Speaker recognition (voice biometrics)
Speaker recognition is defined as the automatic authentication of the identity of an individual based on a presented sample utterance.
The impetus for research into speaker recognition has been its applications in many diverse areas including telephone and internet banking, online trading, and forensics. The work conducted at the University of Hertfordshire over the past several years has resulted in major advances in the field.
An important aspect of these advances has been the development of novel and effective methods for robust speaker verification under adverse conditions.
The current research activities in this field are concerned with enhancing the quality of speaker modelling methods, and improving the reliability in real-time speaker verification.
Speaker change detection
The automatic detection of speaker changes in audio/video documents has various applications in such areas as audio indexation, speaker tracking, and authorisation control in smart environments.
A major aspect of efforts in this area has been the development of effective and computationally efficient methods for multiple-speaker change detection in a large audio stream.
A major facet of the current work in this area is research into methods for enhancing the effectiveness in speaker change detection in the presence of varying background conditions.
Multimodal biometrics
An area of considerable interest in biometric recognition is the use of multiple modalities. This is partly in view of the possibility of such limitations as non-universality and impersonation with unimodal biometric techniques.
However, a main attraction of multimodal biometrics is that it provides the opportunity for enhancing the recognition accuracy beyond that achievable with unimodal biometrics. The focus of investigations at the University of Hertfordshire has been that of effectively fusing voice and face biometrics.
The concern in the current work in this area is the development of methods for minimising the adverse effects of relative and absolute degradations in the individual biometric data types. The outcome can be of considerable value in enhancing the recognition accuracy when operating in uncontrolled environments.
Language change detection
Automatic language change detection without prior knowledge of the type of language is an essential capability for accurate and efficient navigation of large audio data with multiple languages spoken by different speakers.

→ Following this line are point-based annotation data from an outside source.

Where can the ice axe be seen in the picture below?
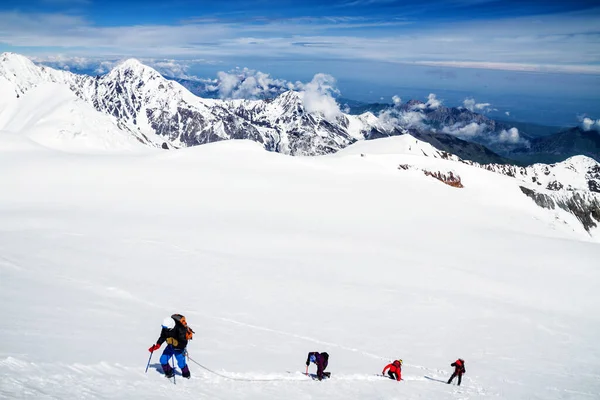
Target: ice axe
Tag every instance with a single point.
(149, 358)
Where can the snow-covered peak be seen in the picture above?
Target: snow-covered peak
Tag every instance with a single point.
(133, 69)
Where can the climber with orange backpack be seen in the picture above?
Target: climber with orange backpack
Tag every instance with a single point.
(459, 370)
(176, 333)
(395, 370)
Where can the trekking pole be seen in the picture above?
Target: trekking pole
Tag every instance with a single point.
(173, 361)
(150, 358)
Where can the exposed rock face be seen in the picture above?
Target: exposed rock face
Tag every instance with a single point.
(449, 178)
(585, 206)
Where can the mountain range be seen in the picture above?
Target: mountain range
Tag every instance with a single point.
(161, 112)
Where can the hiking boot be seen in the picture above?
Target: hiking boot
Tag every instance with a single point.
(169, 373)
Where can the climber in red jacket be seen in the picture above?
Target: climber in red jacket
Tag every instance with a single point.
(395, 370)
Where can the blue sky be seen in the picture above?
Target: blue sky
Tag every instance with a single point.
(373, 47)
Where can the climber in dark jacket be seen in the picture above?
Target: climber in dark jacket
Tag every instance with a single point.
(459, 369)
(177, 334)
(321, 360)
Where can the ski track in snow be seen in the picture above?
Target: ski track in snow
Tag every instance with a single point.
(283, 258)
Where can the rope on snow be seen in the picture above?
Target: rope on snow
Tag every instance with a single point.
(241, 379)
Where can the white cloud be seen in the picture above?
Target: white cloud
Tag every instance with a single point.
(466, 131)
(509, 136)
(531, 43)
(588, 124)
(432, 103)
(317, 96)
(471, 105)
(248, 84)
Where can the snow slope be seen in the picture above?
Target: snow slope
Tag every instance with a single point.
(270, 257)
(51, 115)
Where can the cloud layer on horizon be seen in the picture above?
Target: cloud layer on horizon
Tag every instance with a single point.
(531, 43)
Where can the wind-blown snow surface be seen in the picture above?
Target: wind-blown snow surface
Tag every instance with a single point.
(270, 257)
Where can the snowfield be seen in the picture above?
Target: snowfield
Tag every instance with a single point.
(270, 257)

It has applications in a variety of scenarios including the indexation of multilingual audio documents/recordings for the purpose of transcription or conversion to a single language.

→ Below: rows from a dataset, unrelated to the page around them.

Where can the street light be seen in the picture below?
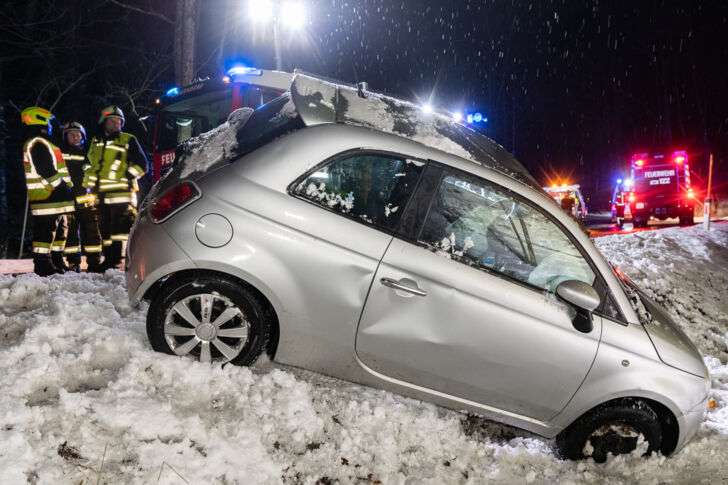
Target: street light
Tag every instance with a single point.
(291, 14)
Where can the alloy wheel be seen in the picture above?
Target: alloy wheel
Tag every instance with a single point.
(206, 326)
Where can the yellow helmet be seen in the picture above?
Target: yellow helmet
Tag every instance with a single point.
(112, 111)
(35, 115)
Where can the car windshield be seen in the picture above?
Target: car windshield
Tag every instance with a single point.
(635, 295)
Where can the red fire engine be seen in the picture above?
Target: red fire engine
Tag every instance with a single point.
(660, 187)
(184, 112)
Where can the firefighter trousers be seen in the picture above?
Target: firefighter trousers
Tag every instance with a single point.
(84, 235)
(116, 221)
(49, 233)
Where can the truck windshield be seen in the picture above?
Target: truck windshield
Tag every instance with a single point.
(657, 179)
(186, 118)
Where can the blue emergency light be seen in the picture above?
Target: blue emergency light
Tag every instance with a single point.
(244, 71)
(476, 117)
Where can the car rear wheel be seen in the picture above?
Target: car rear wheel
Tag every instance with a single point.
(612, 429)
(210, 319)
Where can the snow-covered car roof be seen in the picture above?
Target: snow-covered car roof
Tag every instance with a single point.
(320, 101)
(315, 101)
(562, 188)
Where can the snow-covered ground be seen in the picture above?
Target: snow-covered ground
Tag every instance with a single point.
(83, 398)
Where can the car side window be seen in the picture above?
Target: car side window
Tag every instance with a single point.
(479, 224)
(370, 187)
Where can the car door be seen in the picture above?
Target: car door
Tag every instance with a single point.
(342, 225)
(467, 307)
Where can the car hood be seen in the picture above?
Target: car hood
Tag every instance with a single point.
(672, 345)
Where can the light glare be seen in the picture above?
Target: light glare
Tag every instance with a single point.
(260, 11)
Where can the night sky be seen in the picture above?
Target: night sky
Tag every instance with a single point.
(571, 87)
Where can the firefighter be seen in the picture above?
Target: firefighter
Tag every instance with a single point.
(84, 234)
(117, 161)
(49, 187)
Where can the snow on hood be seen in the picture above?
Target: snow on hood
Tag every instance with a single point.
(320, 101)
(202, 152)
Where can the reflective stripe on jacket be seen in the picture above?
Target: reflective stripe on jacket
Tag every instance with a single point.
(115, 164)
(40, 188)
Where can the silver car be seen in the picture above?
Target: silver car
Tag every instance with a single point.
(355, 235)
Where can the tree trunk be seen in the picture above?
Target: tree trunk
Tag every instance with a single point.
(185, 41)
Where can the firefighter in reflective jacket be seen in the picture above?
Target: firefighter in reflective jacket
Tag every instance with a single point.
(49, 187)
(85, 233)
(116, 161)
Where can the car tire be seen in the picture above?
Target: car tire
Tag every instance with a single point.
(170, 333)
(612, 428)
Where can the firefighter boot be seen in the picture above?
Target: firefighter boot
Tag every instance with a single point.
(110, 259)
(74, 262)
(42, 266)
(58, 261)
(94, 263)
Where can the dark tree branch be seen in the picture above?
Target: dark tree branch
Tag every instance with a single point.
(150, 12)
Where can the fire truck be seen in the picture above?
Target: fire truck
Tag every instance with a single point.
(187, 111)
(659, 187)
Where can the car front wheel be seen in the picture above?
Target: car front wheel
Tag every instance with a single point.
(612, 429)
(208, 318)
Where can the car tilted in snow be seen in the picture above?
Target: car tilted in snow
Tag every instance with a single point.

The purpose of the current research in this area is the development of an effective approach for detecting the points of language change in multi-speaker, multi-lingual documents, in the presence of variation in data conditions.
Singing Voice Separation (SVS)
Singing Voice Separation (SVS) can be defined as the process of extracting the vocal element from a given song recording. The impetus for research in this area is mainly that of facilitating certain important applications of Music Information Retrieval (MIR) such as lyrics recognition, singer identification, and melody extraction.
The current research in this field includes investigations into effective methods for unsupervised extraction of singing voice from stereophonic studio recordings. The approaches considered include time-and frequency-domain methods as well as a fusion of these.
Automatic Number Plate Recognition on FPGA
Automatic Number Plate Recognition (ANPR) systems allow users to track, identify and monitor moving vehicles by automatically extracting their number plates. These systems are rapidly becoming used for a vast number of applications. These include automatic congestion charge systems, access control, tracing of stolen cars.
The fundamental requirements of an ANPR system are image capture using an ANPR camera, and processing of the captured image. The image processing part, which is a computationally intensive task, includes two stages i.e. plate localisation and character recognition.
The common hardware choice for its implementation is often high performance workstations and expensive supercomputers. However, the cost, compactness and power issues that come with these solutions motivate the search for other platforms.
Recent improvements in the computing power of Programmable Gate Arrays (FPGAs) and Digital Signal Processors (DSPs) have motivated researchers to consider them as low cost solution for accelerating such computationally intensive task.
It is the aim of this research project to propose new algorithms (or improve existing ones) to implement an ANPR system and their efficient FPGA implementation in term of power consumption, maximum running frequency (i.e. execution time) and on-chip resources usage.
Voice/face de-identification in multimedia documents (for privacy protection)
Recent advances in electronic recording devices and signal processing have highly facilitated the efficacy of audio and video acquisition. This capability is now widely exploited either for immediate inspection of captured data or for storage and subsequent analysis/sharing.
As a result, concerns have been raised regarding the privacy of people identifiable in the recordings. The purpose in this research work is to develop effective methods for voice and face de-identification in multimedia documents whilst preserving the naturalness of data and its usability.